On October 12, the Church celebrates the feast of Nuestra Señora del Pilar, or Our Lady of the Pillar. 

The first Marian apparition in history appeared to St. James the apostle, the brother of St. John the Evangelist, at the river Ebro in Saragossa, Spain. Unlike every other recorded apparition of Mary, this one occurred during her life on earth. 

According to tradition, Mary promised James that when he needed it most, as he brought the Gospel to the pagans in what is now Spain, she would appear to him to encourage him. 
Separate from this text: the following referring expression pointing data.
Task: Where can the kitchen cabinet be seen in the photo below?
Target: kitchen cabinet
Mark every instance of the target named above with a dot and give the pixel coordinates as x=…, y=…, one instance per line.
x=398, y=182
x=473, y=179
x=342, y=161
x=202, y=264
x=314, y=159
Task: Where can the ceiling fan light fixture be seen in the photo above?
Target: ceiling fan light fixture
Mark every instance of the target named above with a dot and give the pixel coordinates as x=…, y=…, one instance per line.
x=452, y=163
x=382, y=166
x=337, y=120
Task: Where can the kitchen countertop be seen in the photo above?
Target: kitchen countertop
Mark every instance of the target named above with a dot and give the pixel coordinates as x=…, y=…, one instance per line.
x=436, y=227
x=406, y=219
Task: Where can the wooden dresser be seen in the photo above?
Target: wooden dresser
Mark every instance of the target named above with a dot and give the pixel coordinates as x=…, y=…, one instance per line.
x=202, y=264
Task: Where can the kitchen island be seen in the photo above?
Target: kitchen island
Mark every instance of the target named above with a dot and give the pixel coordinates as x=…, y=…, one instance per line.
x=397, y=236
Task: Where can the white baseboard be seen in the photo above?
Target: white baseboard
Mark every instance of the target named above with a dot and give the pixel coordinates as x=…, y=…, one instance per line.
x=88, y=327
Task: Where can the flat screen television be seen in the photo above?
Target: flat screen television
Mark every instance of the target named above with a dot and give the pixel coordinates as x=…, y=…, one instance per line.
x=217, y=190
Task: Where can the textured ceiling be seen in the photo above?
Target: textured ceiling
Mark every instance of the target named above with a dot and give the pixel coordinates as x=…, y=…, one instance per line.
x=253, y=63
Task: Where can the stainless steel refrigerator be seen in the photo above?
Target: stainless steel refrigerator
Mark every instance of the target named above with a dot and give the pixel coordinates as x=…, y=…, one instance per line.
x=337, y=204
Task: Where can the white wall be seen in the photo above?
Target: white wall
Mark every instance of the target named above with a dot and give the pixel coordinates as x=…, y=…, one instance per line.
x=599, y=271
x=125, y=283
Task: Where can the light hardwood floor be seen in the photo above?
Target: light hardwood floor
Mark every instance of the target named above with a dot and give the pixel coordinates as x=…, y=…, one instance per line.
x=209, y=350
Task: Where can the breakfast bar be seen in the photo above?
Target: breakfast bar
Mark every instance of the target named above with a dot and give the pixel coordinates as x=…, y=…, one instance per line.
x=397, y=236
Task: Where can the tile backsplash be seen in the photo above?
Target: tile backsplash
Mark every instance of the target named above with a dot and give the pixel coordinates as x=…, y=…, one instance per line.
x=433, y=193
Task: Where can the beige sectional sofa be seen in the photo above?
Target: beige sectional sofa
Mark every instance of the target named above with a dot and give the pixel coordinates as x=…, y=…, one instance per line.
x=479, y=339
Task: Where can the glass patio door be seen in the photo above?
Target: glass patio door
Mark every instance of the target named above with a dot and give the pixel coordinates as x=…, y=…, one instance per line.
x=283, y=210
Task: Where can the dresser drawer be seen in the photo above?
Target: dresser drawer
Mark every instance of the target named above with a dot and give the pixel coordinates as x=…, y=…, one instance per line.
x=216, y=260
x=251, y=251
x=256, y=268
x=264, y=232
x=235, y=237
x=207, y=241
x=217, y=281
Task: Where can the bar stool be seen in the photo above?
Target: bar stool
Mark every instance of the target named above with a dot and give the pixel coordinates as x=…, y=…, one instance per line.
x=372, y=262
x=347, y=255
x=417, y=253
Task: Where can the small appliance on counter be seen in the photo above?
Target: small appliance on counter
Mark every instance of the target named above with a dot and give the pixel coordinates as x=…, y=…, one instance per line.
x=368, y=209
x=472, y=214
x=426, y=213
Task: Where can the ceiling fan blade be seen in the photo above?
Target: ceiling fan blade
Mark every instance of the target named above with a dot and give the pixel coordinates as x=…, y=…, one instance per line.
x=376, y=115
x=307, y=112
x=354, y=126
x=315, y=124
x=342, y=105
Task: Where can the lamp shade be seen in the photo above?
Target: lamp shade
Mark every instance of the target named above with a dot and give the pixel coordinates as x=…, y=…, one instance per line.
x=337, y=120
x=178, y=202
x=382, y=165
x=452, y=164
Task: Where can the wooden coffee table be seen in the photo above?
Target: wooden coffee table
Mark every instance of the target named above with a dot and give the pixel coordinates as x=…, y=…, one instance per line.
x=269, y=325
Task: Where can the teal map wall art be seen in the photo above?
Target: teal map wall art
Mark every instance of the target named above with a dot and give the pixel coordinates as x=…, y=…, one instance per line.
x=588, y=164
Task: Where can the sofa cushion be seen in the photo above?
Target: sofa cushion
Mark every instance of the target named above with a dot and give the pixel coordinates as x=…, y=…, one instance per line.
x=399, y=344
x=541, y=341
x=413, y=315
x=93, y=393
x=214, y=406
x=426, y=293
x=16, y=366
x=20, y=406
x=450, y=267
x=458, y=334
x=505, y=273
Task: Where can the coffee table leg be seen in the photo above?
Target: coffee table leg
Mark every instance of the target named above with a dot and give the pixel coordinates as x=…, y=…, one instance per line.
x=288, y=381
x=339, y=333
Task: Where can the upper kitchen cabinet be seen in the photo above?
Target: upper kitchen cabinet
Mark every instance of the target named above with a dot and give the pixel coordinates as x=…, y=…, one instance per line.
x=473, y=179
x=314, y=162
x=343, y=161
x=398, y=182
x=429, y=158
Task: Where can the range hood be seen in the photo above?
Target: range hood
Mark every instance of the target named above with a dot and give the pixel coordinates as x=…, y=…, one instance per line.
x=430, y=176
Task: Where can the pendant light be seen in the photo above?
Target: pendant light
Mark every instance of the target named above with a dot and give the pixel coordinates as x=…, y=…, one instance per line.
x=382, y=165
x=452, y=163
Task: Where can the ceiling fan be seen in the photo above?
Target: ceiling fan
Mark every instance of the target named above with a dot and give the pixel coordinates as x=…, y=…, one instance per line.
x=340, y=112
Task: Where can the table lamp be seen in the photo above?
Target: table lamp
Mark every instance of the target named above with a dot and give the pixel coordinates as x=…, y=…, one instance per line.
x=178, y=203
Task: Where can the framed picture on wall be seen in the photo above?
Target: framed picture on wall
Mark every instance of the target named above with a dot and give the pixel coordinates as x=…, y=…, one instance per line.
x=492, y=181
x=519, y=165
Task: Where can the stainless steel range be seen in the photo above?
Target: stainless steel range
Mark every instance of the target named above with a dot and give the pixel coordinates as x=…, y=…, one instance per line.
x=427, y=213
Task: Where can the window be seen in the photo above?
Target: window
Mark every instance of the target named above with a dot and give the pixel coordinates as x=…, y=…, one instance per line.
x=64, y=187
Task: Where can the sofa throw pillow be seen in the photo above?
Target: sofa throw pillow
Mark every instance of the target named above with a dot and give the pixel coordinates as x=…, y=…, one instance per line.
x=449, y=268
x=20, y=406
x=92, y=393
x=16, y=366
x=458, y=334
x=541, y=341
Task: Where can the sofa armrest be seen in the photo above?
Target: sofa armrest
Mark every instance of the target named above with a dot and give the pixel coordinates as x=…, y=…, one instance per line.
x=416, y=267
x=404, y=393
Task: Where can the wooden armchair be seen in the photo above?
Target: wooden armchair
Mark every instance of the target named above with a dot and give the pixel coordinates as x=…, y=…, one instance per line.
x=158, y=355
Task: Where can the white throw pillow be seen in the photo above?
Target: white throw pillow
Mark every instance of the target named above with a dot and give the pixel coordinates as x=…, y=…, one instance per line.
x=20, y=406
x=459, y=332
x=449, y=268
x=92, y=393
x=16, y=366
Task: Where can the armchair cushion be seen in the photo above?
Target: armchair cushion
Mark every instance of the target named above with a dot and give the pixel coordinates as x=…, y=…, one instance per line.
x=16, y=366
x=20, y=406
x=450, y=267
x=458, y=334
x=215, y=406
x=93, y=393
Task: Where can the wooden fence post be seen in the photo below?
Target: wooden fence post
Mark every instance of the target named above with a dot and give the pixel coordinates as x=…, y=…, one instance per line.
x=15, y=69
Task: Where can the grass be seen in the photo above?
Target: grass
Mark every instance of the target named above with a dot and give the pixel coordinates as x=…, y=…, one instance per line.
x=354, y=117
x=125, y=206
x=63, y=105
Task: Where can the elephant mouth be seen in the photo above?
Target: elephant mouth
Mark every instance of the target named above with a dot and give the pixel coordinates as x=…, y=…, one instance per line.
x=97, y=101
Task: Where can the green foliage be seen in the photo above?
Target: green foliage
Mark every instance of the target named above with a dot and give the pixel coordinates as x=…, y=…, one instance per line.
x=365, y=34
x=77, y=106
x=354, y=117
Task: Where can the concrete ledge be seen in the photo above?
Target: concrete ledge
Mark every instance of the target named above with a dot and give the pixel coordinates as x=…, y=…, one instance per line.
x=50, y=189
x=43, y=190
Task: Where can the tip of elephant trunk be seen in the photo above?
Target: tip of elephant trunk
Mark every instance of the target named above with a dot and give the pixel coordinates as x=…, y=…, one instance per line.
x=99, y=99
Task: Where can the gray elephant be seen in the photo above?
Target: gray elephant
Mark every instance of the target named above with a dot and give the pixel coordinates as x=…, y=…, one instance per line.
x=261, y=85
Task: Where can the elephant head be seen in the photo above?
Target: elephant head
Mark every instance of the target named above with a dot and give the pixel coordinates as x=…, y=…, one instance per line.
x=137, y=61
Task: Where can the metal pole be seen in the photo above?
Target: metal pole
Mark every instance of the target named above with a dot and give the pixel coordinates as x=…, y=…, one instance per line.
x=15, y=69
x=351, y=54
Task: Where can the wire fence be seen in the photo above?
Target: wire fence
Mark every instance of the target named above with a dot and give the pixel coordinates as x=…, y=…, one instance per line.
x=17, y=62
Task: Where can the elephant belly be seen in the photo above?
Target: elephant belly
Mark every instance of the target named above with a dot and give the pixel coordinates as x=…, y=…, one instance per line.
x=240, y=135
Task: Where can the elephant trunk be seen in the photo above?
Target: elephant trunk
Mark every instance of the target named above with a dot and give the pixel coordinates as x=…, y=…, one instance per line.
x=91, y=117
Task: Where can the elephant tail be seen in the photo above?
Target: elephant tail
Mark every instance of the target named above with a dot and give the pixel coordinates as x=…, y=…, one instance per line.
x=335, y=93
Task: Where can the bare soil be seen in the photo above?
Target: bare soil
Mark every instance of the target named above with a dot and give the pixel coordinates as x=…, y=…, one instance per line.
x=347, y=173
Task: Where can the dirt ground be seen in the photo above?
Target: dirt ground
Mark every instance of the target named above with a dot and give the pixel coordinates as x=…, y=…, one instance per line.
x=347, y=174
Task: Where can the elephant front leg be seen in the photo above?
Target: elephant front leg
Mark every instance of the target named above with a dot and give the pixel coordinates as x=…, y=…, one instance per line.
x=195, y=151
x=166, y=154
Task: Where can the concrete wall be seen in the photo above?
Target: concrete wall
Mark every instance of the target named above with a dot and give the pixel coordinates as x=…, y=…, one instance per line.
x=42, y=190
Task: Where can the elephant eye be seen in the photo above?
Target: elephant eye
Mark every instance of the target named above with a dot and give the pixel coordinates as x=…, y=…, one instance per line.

In the year 40 AD, while he prayed on the riverbank, James saw the Virgin Mary, with the Child Jesus, standing o a pillar. She asked James and his eight disciples to build a church on the site, and promised that “it will stand from that moment until the end of time in order that God may work miracles and wonders through my intercession for all those who place themselves under my patronage.” 

The church they built, Our Lady of the Pilar in Zaragoza, is the first church dedicated to Mary in history. It stands to this day, having survived invasions and war. In the Spanish Civil war of 1936-1939, three bombs were dropped on the church, but none of them exploded. 

Our Lady is also said to have given a small wooden statue of the apparition to James, which now stands in a pillar in the church. 

Nuestra Señora del Pilar is the patron of Spain and of all Hispanic peoples. On her feast day in 1492, Christopher Columbus first sighted American land, and the first Mass was celebrated in the Americas.